Later, it started raining and we dashed to put our things under some rocks. We kept our shirts off and ran around the forest. Huddled and shivering, we whirled a hammock over our heads like those beach-ball-colored parachutes in third grade gym class. Our world shrunk to the pinch of air between our three bodies, the rain thumping on our cocoon.
That first time, I thought my best friend was an unstoppable idiot. The second time, I woke up and cooked my roommates a huge breakfast to apologize for being MIA for 24 hours. The third time, I ducked calls from my dad while he freaked that I was out in a monsoon. It’s always a relief to come back to Earth. I’m getting tired of trying to leave.
Leaving the Nest
As a Hindu growing up in Christian school, my concept of spirituality fluctuated throughout my life. There was a day in elementary school when I came home crying because my Christian schoolmates teased me for thinking there was more than one god. I always thought spirituality had to do with trusting in a higher power, focusing on something larger than the material world.
As I grew up, all of my grandparents were diagnosed with cancer, one by one. Hearing every day that another one of my idols was about to die was surreal. My whole life felt like it was being pulled apart. While they were at peace with their lives, I was not. Every day I prayed to the gods to relieve my family’s suffering, but nothing happened. Were the gods not listening? My entire concept of spirituality was uprooted; I was forced to reinvent my definition.

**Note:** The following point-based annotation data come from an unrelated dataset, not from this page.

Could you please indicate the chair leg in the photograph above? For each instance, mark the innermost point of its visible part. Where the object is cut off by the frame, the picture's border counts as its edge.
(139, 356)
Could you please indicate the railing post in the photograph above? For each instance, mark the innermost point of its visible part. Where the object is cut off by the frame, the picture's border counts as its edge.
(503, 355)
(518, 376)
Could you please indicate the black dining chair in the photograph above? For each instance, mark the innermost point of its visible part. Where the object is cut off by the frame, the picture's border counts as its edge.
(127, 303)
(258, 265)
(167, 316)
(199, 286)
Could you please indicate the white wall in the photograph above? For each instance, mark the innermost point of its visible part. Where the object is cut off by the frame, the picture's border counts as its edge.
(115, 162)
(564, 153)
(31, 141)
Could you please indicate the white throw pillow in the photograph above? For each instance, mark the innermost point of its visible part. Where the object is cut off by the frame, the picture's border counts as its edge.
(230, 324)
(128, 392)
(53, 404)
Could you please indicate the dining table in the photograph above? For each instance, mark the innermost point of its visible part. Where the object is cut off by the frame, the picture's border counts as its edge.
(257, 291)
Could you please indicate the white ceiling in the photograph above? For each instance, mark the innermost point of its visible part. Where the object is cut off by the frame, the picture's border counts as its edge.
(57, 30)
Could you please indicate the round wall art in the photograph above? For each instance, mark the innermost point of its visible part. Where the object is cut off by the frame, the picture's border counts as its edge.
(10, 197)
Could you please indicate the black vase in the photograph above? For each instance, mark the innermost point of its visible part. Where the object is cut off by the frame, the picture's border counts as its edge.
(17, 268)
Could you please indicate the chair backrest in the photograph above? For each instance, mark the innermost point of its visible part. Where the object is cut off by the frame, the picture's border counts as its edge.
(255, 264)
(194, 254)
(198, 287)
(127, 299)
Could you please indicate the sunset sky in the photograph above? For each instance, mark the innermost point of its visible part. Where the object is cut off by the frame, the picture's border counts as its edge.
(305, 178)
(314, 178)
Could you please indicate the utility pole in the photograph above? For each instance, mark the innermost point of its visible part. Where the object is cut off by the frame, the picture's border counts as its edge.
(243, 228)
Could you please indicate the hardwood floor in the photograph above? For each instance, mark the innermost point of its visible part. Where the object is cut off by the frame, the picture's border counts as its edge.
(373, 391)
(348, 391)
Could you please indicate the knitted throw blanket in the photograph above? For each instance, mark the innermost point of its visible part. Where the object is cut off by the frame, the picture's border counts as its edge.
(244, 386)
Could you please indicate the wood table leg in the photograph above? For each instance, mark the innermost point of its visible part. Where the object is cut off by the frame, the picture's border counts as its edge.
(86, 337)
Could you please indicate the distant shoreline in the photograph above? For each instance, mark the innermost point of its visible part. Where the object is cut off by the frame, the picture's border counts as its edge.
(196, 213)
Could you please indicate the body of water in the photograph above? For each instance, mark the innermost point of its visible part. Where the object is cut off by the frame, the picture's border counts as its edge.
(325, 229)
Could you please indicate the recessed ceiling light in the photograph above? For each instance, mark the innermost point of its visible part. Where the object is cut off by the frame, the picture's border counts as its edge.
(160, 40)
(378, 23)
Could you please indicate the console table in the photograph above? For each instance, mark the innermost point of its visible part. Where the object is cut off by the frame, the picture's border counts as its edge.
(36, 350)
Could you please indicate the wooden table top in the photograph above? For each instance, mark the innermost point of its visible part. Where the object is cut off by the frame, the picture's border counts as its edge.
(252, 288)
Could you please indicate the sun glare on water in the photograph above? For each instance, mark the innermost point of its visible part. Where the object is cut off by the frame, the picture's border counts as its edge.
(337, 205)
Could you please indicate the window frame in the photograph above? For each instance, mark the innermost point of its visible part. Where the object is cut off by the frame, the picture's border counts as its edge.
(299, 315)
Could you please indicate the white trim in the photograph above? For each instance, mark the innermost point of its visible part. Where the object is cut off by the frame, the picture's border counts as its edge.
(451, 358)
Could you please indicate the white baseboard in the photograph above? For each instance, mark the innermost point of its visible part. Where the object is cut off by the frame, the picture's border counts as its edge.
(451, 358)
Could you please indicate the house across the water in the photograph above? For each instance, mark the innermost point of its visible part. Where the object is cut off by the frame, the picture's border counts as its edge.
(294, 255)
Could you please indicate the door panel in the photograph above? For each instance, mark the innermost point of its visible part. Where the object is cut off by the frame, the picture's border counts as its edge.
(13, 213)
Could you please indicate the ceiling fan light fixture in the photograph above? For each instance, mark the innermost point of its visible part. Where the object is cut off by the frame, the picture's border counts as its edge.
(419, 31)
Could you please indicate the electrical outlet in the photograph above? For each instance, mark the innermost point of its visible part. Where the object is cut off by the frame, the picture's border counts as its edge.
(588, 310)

I began losing faith. Why should I pray if it would only lead to tragedy? I developed a new version of spirituality that led me to focus more on myself, my inward thoughts, and how to become a better person.
With this newfound knowledge, I guided myself not only through tragedy, but my entire adolescence. I was still focused on the higher powers I believed in, but now I think they’re supposed to aid me in seeking peace within myself, rather than me praying for them to give me internal peace. I almost think of my shift in thoughts as “leaving the nest”. I still rely on my sense of support, but I now I don’t feel dependent on them to attain the wholeness I seek.
As cliche as it is, in losing my religion I found my relationship with God. I grew up attending an Episcopal school in a nominally-Christian family divided between a Catholic dad and non-denominational Christian mother. I learned that I was supposed to love God, and I truly think I loved what I knew of Him, but there was always a pervasive sense of confusion at the idea of believing in and communicating with something so distant. And thus, as far as I was concerned, I believed that if I went about life trying my best to be a good person, I would go to heaven.
This was turned on its head when I met one of my closest friends in seventh grade. She was adopted and had moved countless times before even turning 13, yet she was the most authentically joyful human I had ever met. She was truly radiant, and she gave all the credit to her “relationship with God” and “identity in Christ.” I wanted what she was having.
With an intense hunger for answers, I agreed to attend bible study with her. I was floored! I had been going to church as I had no idea that Jesus was so important, that I could have an active relationship with God, that Christianity is based in grace and that I even needed a savior in the first place. From then on, I continued my search for answers alongside my best friend.
*Name omitted to preserve anonymity.